The goal is the study of exotic nuclei far from the stability valley, at the limits of existence of the nuclear system, created in nuclear reactions induced by stable and unstable bundles in international collaborations where members of the LNL group have a strong leadership.
Studies with GALILEO
- High spin states
- Collectivity and shell model
- Isospin symmetries and isospin mixing in N=Z nuclei
- Spectroscopy at the dripline
- Shell stability and evolution in neutron rich nuclei
- Symmetries at the critical point
- New region of deformation
- Lifetime measurements
Instrumentations: GALILEO GAMIPE NEDA TRACE LaBr3 SPIDER PLUNGER
Reaction mechanism is focused on near and sub-barrier fusion reactions, elastic, inelastic and multinucleon transfer, break-up processes, nuclear temperature studies at low bombarding energies.

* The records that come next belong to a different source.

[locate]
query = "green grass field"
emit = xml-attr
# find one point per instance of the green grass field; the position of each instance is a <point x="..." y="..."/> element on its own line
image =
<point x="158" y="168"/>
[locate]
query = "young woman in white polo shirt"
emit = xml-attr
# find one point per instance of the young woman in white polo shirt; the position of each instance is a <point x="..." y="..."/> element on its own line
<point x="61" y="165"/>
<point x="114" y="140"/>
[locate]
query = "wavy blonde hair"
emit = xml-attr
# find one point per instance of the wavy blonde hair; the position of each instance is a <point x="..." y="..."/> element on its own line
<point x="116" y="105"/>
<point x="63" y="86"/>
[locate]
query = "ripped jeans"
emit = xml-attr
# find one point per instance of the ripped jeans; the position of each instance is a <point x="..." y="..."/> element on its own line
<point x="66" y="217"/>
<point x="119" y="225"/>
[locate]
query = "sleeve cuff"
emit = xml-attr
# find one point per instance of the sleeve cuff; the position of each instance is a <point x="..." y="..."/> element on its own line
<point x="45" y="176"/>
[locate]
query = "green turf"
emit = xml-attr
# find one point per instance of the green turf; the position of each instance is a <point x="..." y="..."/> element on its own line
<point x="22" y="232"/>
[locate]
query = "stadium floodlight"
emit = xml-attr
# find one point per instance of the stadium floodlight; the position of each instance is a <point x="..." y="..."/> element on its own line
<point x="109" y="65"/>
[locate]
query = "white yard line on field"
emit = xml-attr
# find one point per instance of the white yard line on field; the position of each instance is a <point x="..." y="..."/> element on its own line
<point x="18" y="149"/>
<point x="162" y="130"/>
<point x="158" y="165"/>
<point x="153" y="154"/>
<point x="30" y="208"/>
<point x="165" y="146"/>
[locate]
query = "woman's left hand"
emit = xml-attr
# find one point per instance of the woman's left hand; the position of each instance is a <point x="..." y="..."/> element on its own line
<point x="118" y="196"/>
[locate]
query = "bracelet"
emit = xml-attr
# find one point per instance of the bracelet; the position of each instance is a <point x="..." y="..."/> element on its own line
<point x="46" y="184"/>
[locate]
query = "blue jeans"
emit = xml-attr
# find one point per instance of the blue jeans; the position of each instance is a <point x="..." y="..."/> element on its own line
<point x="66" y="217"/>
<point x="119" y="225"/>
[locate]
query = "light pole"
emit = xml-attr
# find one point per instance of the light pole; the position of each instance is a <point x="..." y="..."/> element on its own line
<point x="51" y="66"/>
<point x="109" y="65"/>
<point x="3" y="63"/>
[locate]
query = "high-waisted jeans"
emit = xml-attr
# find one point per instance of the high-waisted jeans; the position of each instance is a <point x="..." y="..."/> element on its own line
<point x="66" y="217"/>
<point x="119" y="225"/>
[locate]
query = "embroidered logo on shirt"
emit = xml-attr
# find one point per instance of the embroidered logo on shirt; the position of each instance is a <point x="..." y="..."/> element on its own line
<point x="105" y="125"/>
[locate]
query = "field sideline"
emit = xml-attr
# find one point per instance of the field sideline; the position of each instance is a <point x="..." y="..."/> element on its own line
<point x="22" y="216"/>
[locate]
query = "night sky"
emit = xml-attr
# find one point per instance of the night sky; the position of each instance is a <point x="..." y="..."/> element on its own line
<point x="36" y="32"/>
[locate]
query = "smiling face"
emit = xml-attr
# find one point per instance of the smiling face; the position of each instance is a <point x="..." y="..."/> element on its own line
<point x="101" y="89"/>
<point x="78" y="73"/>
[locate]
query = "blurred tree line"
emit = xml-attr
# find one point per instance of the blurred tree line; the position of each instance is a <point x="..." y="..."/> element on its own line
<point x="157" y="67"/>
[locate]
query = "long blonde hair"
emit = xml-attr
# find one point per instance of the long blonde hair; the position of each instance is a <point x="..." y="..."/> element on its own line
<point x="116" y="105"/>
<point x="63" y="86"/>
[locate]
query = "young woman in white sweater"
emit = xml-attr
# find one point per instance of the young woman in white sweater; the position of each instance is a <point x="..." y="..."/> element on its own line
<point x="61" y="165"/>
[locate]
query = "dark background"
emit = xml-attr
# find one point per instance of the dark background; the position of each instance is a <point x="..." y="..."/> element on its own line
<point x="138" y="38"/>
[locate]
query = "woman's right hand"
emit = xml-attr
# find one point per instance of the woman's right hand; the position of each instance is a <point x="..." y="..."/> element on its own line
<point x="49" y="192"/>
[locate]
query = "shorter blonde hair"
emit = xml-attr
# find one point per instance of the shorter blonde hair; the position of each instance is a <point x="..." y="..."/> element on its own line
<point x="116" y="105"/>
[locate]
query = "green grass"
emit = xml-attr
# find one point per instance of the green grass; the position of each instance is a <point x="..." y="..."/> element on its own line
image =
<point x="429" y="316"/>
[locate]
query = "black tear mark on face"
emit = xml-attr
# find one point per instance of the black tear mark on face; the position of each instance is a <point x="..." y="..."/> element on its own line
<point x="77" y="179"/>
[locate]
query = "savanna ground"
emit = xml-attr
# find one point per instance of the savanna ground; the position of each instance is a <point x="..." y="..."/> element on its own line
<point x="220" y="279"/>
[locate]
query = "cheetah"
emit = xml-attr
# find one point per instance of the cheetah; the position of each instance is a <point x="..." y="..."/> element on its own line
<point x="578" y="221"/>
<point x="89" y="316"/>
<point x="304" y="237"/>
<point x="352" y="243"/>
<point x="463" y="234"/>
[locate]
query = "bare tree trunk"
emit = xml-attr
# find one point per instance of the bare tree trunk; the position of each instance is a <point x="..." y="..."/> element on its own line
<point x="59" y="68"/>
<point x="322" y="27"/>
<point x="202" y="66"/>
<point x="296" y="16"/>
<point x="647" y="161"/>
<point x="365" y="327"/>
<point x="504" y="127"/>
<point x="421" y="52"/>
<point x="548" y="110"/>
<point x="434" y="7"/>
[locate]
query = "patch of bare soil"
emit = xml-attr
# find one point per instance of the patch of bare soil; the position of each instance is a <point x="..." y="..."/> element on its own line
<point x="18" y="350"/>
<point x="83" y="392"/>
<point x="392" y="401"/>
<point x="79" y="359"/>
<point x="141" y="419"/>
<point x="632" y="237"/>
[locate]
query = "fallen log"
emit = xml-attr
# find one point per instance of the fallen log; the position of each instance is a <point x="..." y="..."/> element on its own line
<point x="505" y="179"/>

Studies with PISOLO (heavy-ions fusion reactions) and PRISMA (quasi-elastic reactions)
- Multinucleon transfer
- Nuclear superfluidity (pair transfer)
- Elastic and inelastic scattering
- Near and sub-barrier fusion
Studies with EXOTIC (properties of light radioactive nuclei produced via secondary reactions)
- Reactions with secondary beams
- Quasi-elastic scattering
- Break-up processes
Studies with GARFIELD and FAZIA
- Multifragmentation at low excitation energies
- Nuclear level density
- Collective modes
- Cluster structure
Nuclear researches in collaboration with CERN
LNL groups are also involved in important nuclear physics activities with experiments carried out at other laboratories, for example at CERN. Two main experiments are:
ALICE designed to match the characteristics of the LHC lead beams, via heavy-ion relativistic collisions one forms a highly excited system to study a new matter state called Quark Gluon Plasma (QGP) which appeared at the early stage of the universe. LNL is an official Tier-2 site, so gives an important contribution to the computing of the experiment.
n_TOF devoted to measure neutron cross sections with high energy resolution in a wide range of energies of interest for Nuclear Astrophysics, for applications to new technologies for the production of Nuclear Energy and for Medical applications.